With its lengthy solos and emphasis on instrumental flair, the jam-band archetype provides musicians ample opportunity to show off. So perhaps the most intriguing element of Chirp’s live show is that its four members resist the temptation to project even a bit of ego while onstage. This local band’s long-form funk, jazz, and proggy rock numbers are tight and impeccably rendered, but the quartet’s performance style is so laid-back that casual listeners may not realize just how good they are.

Jay Frydenlund and Ken Ball are the stars of the show, though the term feels like an overstatement for a band this low-key. The two guitarists complement each other beautifully, trading leads and rhythm parts almost seamlessly. Both Frydenlund and Ball enjoy a bright, funky, skittering rhythm chord just as much as a blues-inflected, technically complex extended solo. The band’s originals stake out the same middle ground between catchy hooks and sly compositional complexity as their diverse repertoire of covers, which ranges from Jimi Hendrix to Curtis Mayfield to Rush.

Both Frydenlund and Ball also sing. Frydenlund has the stronger voice, including a fine falsetto that serves him well on some old-school funk covers. But instrumental bliss is the band’s strong suit, and Chirp is most enjoyable when Frydenlund and Ball–to paraphrase Frank Zappa–shut up and play their guitars.

The rhythm section is equally solid. Chirp generally eschews the polarizing drum solos common among instrumental jam outfits, but that’s no slight against drummer John Gorine. He’s a thoroughly capable performer, handling simpler grooves with rock-steady precision but also annihilating more complicated prog fills with the same nonchalance. Bassist Brian Long helps round out Frydenlund and Ball’s sound, sometimes tripling guitar lines with them and otherwise buoying the band’s grooves with funky bass lines.
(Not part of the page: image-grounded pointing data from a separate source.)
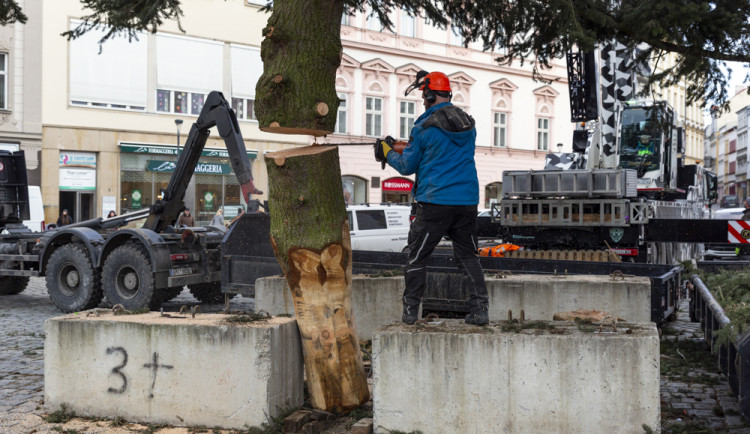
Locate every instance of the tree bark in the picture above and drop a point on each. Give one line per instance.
(310, 238)
(297, 92)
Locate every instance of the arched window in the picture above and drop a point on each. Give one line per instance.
(355, 189)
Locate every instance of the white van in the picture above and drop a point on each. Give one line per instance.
(382, 228)
(36, 210)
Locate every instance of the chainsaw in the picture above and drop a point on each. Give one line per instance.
(397, 146)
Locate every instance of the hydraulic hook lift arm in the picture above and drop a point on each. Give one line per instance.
(216, 112)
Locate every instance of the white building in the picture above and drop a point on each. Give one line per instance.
(108, 118)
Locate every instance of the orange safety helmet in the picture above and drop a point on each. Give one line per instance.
(431, 81)
(436, 81)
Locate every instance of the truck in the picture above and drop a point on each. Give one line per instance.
(133, 267)
(625, 187)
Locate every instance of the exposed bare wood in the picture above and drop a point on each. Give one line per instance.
(310, 237)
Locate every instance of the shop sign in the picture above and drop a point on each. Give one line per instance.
(78, 159)
(72, 178)
(172, 150)
(397, 184)
(202, 168)
(135, 199)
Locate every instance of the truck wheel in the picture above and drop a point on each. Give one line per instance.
(12, 285)
(128, 280)
(73, 283)
(209, 293)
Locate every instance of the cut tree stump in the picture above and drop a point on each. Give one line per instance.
(310, 238)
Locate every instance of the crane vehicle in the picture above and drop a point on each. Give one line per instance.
(624, 180)
(134, 267)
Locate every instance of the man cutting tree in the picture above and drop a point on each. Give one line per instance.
(441, 153)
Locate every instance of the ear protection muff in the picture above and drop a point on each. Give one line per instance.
(429, 94)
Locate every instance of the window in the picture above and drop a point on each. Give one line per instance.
(3, 81)
(247, 68)
(457, 37)
(373, 116)
(181, 87)
(115, 78)
(341, 126)
(373, 23)
(500, 128)
(542, 134)
(355, 189)
(406, 118)
(408, 25)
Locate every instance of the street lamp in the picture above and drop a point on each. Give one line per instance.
(178, 124)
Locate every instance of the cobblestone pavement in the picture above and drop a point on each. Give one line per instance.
(703, 405)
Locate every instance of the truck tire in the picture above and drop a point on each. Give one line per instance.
(73, 283)
(12, 285)
(209, 293)
(128, 280)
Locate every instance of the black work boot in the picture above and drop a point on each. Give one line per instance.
(410, 314)
(481, 317)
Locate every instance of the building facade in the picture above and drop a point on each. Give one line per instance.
(20, 89)
(108, 117)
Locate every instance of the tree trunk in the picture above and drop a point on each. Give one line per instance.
(310, 238)
(297, 92)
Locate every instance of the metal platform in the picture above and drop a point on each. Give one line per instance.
(572, 212)
(595, 183)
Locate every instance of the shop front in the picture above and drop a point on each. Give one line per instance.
(397, 190)
(146, 170)
(78, 184)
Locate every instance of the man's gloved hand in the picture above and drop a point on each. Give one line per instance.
(382, 148)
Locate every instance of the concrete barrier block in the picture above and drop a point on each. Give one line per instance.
(454, 377)
(541, 296)
(376, 301)
(181, 371)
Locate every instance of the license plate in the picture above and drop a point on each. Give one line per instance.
(180, 271)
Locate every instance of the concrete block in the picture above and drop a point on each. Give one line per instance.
(294, 422)
(362, 426)
(452, 377)
(376, 301)
(541, 296)
(181, 371)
Long is perhaps the epitome of the band’s almost comically relaxed attitude, at one point visibly yawning as he played his instrument at a recent Chirp show. Gorine and Ball are similarly inscrutable, and even Frydenlund, perhaps the band’s biggest showman, never goes much further than occasionally tipping his head skyward as he sings. But this band isn’t apathetic or disengaged; Chirp’s members are just wholly dedicated to the simple act of playing music together, and their passion comes through fully in the music itself.

Chirp plays at ABC Microbrewery November 20 and the Session Room November 1, 15, and 22.